Les droits des migrants, un chantier pour l’Europe
La Croix, 10 mai 2004


Jusqu’à mai 2004 les décisions européennes relatives aux migrations et à l’asile relèvent du Conseil des Ministres dans le but de parvenir à une harmonisation, à un « socle européen commun». Le Parlement européen, n’étant consulté que pour avis, n’a que peu de capacités à intervenir. Or, en ces matières, la co-décision du Conseil et du Parlement prend maintenant place : le Conseil des Ministres et le Parlement devront décider ensemble sur les mêmes textes.

Il faut donc espérer que le dernier « continuera à rechercher une politique juste de migration et d’asile, protectrice des droits des migrants en Europe et respectueuse des principes de protection des réfugiés de la Convention de Genève. » ( Déclaration des Eglises protestantes et orthodoxes européennes et des leurs organisations sociales, mars 2004)

La marche arrière est effet rapide. Alors que le traité d’Amsterdam de 1997 établissait la politique d’asile comme une priorité, elle est de plus en plus menacée par de multiples stratégies européennes et nationales. La France avait inventé l’asile territorial en 1998 qui rejoint le régime européen de la « protection subsidiaire », un asile pouvant être remis en cause, un statut réduit par rapport à celui de la Convention de Genève.

Plus choquant encore, une directive européenne innove avec le concept d’asile interne : si dans le pays du candidat réfugié existent des lieux gérés par des organisations internationales où il est susceptible de recevoir une protection, l’asile peut lui être refusé. Il faut bien reconnaître que ce mécanisme offre peu de garanties de sécurité, ces organisations pouvant être amenées à partir rapidement.

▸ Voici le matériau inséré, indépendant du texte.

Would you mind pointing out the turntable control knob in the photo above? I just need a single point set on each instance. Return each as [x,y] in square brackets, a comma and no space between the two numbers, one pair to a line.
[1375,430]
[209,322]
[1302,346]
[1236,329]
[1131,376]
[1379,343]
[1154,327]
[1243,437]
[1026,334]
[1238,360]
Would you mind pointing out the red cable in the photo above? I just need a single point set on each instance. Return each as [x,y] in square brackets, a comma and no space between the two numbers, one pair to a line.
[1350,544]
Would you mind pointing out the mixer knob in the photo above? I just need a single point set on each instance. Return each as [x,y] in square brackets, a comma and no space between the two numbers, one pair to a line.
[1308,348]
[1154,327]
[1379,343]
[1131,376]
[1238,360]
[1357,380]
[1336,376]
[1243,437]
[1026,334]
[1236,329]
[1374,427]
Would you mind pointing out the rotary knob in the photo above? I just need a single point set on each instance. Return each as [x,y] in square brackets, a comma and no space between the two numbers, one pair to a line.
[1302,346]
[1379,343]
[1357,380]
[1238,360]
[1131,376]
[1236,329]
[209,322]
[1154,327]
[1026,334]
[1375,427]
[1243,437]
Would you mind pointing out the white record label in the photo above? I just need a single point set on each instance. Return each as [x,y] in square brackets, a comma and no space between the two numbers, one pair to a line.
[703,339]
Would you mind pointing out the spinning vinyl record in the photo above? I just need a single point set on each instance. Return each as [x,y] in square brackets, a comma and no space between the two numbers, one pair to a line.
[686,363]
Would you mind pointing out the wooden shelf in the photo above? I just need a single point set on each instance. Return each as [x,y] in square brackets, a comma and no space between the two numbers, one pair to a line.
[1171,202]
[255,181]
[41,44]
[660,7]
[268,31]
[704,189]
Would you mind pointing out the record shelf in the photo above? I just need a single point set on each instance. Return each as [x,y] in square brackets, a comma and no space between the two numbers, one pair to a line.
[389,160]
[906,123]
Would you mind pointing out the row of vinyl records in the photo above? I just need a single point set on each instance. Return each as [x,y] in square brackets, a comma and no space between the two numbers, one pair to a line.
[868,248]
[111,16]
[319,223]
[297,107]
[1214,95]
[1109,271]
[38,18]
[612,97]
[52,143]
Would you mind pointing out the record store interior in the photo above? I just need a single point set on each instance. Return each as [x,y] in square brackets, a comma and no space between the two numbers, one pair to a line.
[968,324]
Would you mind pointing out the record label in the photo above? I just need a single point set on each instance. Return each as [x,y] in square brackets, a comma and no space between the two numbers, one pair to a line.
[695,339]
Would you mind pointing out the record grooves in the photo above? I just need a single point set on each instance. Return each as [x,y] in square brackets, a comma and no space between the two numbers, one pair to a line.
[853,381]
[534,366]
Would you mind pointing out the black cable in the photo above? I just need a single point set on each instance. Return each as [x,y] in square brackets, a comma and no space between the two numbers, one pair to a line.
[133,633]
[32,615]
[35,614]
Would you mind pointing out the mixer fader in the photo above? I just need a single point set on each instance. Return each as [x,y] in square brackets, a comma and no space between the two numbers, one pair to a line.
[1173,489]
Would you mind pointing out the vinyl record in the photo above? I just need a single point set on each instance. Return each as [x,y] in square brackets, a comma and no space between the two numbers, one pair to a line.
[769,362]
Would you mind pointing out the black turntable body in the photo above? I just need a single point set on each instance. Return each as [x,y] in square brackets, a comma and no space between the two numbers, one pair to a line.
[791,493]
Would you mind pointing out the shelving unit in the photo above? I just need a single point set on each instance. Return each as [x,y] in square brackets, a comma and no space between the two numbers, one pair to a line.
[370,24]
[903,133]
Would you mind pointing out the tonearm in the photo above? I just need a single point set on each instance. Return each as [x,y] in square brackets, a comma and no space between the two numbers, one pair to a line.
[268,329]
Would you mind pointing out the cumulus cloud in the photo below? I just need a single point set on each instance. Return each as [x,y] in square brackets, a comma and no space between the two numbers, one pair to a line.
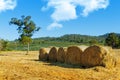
[54,25]
[7,5]
[65,10]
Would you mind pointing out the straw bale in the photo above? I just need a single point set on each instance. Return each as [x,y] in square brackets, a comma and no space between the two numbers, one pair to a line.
[53,54]
[61,54]
[97,56]
[43,55]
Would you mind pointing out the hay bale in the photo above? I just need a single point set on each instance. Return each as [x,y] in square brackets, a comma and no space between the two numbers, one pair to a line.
[61,54]
[73,55]
[97,56]
[53,54]
[43,55]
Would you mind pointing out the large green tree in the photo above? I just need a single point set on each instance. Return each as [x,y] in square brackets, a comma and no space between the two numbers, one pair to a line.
[26,28]
[112,40]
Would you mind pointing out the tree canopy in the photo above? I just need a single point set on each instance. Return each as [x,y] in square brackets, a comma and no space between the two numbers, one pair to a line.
[26,28]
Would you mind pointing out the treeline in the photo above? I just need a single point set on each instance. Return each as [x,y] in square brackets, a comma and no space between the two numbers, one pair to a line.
[109,39]
[76,38]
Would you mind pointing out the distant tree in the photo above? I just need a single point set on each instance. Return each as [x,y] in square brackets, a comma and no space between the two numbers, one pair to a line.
[26,29]
[112,40]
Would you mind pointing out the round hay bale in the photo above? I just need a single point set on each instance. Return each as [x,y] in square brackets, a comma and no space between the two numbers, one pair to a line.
[43,55]
[73,55]
[97,56]
[61,54]
[53,54]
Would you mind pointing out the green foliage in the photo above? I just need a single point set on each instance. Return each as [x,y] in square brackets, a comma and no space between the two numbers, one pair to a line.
[112,40]
[26,28]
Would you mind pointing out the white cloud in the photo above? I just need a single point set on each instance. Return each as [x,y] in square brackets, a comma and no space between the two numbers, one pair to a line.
[65,10]
[7,5]
[54,25]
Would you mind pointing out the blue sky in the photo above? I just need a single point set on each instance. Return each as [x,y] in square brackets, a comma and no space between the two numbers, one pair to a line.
[59,17]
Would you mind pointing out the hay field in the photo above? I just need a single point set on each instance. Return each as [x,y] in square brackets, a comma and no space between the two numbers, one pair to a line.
[15,65]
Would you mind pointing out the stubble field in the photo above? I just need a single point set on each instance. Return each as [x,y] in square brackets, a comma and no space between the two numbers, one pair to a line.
[15,65]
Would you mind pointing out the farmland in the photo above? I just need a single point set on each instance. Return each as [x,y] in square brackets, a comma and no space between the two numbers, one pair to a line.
[15,65]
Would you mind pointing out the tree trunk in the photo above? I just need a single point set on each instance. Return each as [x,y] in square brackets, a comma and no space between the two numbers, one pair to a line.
[28,48]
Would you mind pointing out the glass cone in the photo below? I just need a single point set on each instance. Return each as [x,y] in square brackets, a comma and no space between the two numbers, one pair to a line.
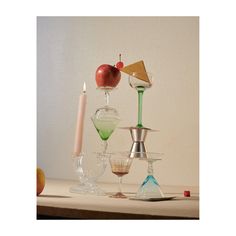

Cette montée globale de la crise de la protection des demandeurs d’asile est le résultat d’un manque de volonté politique d’établir un système généreux, juste et de bonne qualité. Et de ce fait les arrivées irrégulières se multiplient et le trafic croît.


Face à cela il faut réaffirmer que la protection effective ne se limite pas à la protection contre le refoulement et l’accès à tout petit minimum de droits. Au contraire il s’agit de permettre à la personne de vivre dignement et d’une façon quasi comparable à celle des citoyens de son pays de résidence.

Par ailleurs , la majorité des réfugiés vivent dans un pays voisin de leur région d’origine. Or s’il y a un peu plus de dix millions de réfugiés dans le monde, 20% d’entre eux seulement sont en Europe. La majorité est soit en Asie, quatre millions deux cent mille, soit en Afrique, trois millions trois cent mille. D’où l’importance de développer aussi les moyens de protection sur place à travers de multiples actions de création de services, de formation , d’infrastructures et de politiques de réception et d’intégration.

Le rôle du Parlement européen sera important tant à travers ses responsabilités législatives que son pouvoir budgétaire alors qu’un projet de Directive européenne se profile qui accroît encore les manquements à la loi internationale : le concept de pays sûr, pays d’origine ou pays tiers par lequel la personne a transité et vers lequel elle serait renvoyée sous prétexte qu’elle aurait dû y demander l’asile, est une source de danger car la sécurité vue d’Europe peut être différente de la réalité sur le terrain. De plus le projet laisse à la responsabilité des Etats des sujets critiques comme la détention ou l’assistance judiciaire.


Un autre sujet de préoccupation est constitué par les défauts des procédures d’asile elles-mêmes. Dans la plupart des nouveaux pays européens le niveau de compétence des administrations et de leurs agents qui procèdent aux premières études des dossiers est insuffisant. Souvent les personnels sont surchargés. Ces défauts sont une cause importante des refus d’attribution du statut de réfugié. Il est donc nécessaire de mettre en place à travers toute l’Europe un système harmonisé de bon niveau, un réseau de personnes responsables compétentes. C’est d’autant plus important que les nouveaux Etats membres ont maintenant un rôle accru par le cumul de leur statut d’Etat frontalier de l’Union et de pays de premier accueil, le Règlement de Dublin leur assignant l’étude des demandes d’asile.

Il conviendra donc d’amplifier les actions du Fonds européen pour les réfugiés par des politiques de formation aux différences culturelles, à la relation avec des personnes traumatisées. Le besoin de fournir des conseils juridiques aux demandeurs d’asile est essentiel. Il serait utile d’établir un système européen de suivi et d’évaluation des procédures de chaque pays, basé sur des critères et des indicateurs communs.

Il faudra donc procéder à un investissement substantiel dans l’amélioration de la qualité des procédures d’accueil, visant la rapidité, le respect du droit. Cet investissement serait d’ailleurs rentable car les coûts globaux de l’accueil diminueraient. Le Parlement européen a donc toute les raisons de s’y intéresser : meilleur respect des droits de l’homme et rigueur budgétaire.